Thanks for the news and the updates. I'm happy to hear you are all together celebrating Christmas. It's weird not to be there with everyone but I just keep reminding myself that there will be more Christmases to come :)
I was thinking about how we went to see the missionaries sing last year and remembering how I loved watching the people dance around in their reindeer-ish costumes. On Friday we had a district Christmas concert and I was lucky to hear some really great music. (Latinos don't have as much of a culture of choirs and musical learning so it was a nice surprise).
Monday for our Pday we got to leave our zone and go the big city of David to eat as a district and go shopping because in November we had 11 baptisms when our goal was 6. We are the smallest zone (we only have 5 companionships and all the others have 10 or more) but we are third in the number of baptisms each month. Woot. The Lord has definitely blessed us with success and opened the hearts of the people here in Chiriqui (the province/state our zone covers).
As far as Christmas goes, we're spending Christmas Eve with the Martinez family (the ones that have the daughters our age who we're friends with, one of whom is my long lost sister Charlyn :). It will be fun because they are starting to feel like family too :) They've also invited us for New Years to burn the doll of the Año Viejo. It's this scarecrow looking thing they make and stuff with an article each person adds from the year and then they fill the rest with fireworks. I think it's sort of like a Guy Fox Day but with New Years. There's also a parade on Christmas night so we're going to watch that (I'm not a big parade person but might as well see what Panama has to offer..I think it will be a ghetto version of Holidazzle).
They changed our Pday to Christmas Day so today we're only using the internet and then working after. I'm not exactly sure what else we're going to do on Christmas day because everything will be closed and everyone will be together with their families. Maybe we'll do something as a zone but I'm not sure.
The other day I was writing in my journal and I remembered another story Hermana Madrigal told me when I was waiting for my interview. She told about a type of bird that lives high in the mountains. When it gets old (like 20 years) it flies up to the top of the mountain and goes through a very painful process where it has to remove it's own beak by pounding it against the rocks. Some don't do it because it's so painful, and they die pretty soon after. But if they DO go through the process to remove it, and pull out all their feathers as well, new ones grow in and they can live another 20 years. On our missions (or other times in life) we are like the birds. It's painful sometimes, but it's a growth process and we need it. Deep down, I want this. I didn't have plans to serve a mission, I didn't really want to come, but my spirit needs to shed it's old skin and experience a rebirth. And right now I'm going through the process of pounding out the vices to purge my spirit and help it grow.
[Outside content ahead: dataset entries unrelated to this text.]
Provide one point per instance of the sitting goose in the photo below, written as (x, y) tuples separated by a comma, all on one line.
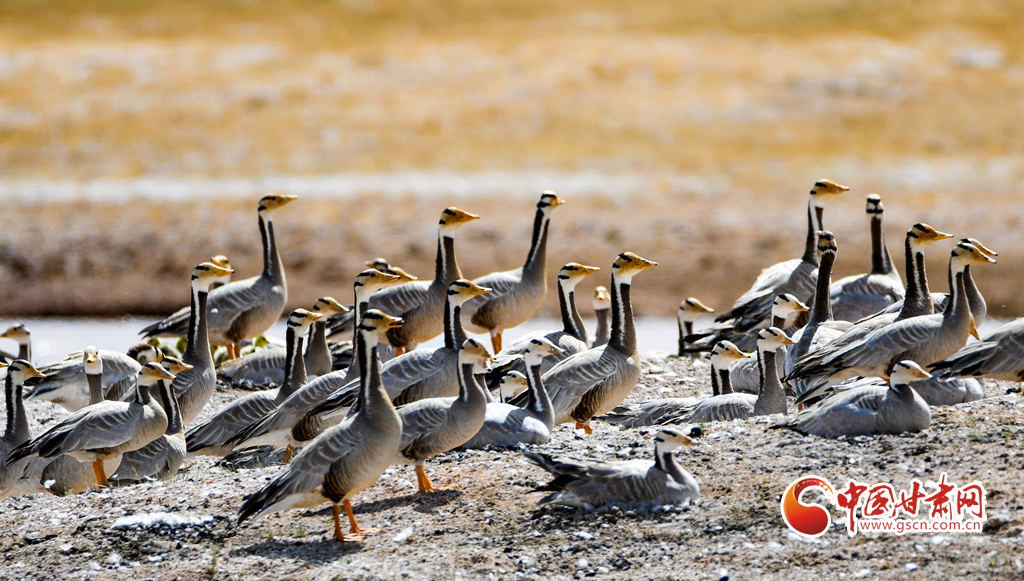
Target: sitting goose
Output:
[(918, 300), (161, 458), (589, 484), (210, 438), (20, 334), (517, 294), (274, 427), (505, 424), (68, 383), (421, 303), (864, 411), (434, 425), (241, 309), (862, 295), (346, 458), (821, 328), (16, 431), (602, 305), (929, 337), (98, 432), (416, 375), (745, 374), (671, 410), (267, 366), (770, 399), (595, 381), (571, 338), (797, 277), (689, 309)]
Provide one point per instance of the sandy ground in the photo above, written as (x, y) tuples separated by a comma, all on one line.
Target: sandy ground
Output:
[(486, 525)]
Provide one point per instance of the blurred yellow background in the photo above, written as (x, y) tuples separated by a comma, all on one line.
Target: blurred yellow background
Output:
[(135, 137)]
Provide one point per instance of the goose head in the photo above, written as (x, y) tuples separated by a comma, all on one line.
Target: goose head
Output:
[(602, 298), (549, 201), (454, 217), (511, 384), (328, 306), (538, 348), (570, 275), (921, 235), (906, 371), (271, 202), (628, 265), (786, 304), (690, 308), (873, 205), (174, 365), (91, 361), (22, 371), (370, 281), (463, 290), (300, 320), (826, 243), (671, 439), (153, 372), (724, 354), (473, 353), (207, 274), (17, 333)]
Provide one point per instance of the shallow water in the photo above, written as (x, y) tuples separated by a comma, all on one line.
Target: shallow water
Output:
[(54, 337)]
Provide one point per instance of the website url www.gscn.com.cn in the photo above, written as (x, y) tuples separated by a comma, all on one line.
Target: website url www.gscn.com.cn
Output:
[(901, 527)]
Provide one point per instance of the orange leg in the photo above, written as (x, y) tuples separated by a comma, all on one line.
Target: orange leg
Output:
[(97, 468), (423, 480), (353, 527)]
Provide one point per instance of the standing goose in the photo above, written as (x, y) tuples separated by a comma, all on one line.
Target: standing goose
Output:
[(861, 295), (517, 294), (161, 458), (274, 428), (602, 304), (223, 262), (194, 387), (68, 382), (210, 438), (589, 484), (241, 309), (16, 431), (770, 399), (413, 376), (671, 410), (434, 425), (689, 309), (20, 334), (821, 328), (346, 458), (421, 303), (864, 411), (797, 276), (929, 337), (595, 381), (571, 338), (505, 424), (267, 366), (745, 375), (916, 302), (98, 432)]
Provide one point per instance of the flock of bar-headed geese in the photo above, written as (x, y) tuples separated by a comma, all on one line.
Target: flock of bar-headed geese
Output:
[(352, 395)]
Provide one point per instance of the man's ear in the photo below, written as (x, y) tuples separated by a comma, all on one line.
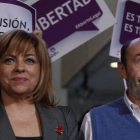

I keep reminding myself of my old motto: "I can do big things."This is probably the biggest things I've ever done, and I can do it. Even though it's hard and hurts sometimes. BUT. I also need to have more faith that I can do this and be happy doing it. I need to let go of the little bits of my old self and my old life that I'm still holding onto. I need to give everything, all of me, my whole self to Christ. I need to turn myself inside out for Him and let Him in. Only then will I be able to live again. I need to lose my life in His work, and then I will find it.
Welp, those are my thoughts of late. My time is up but have a happy happy Christmas and I'll talk to you Friday!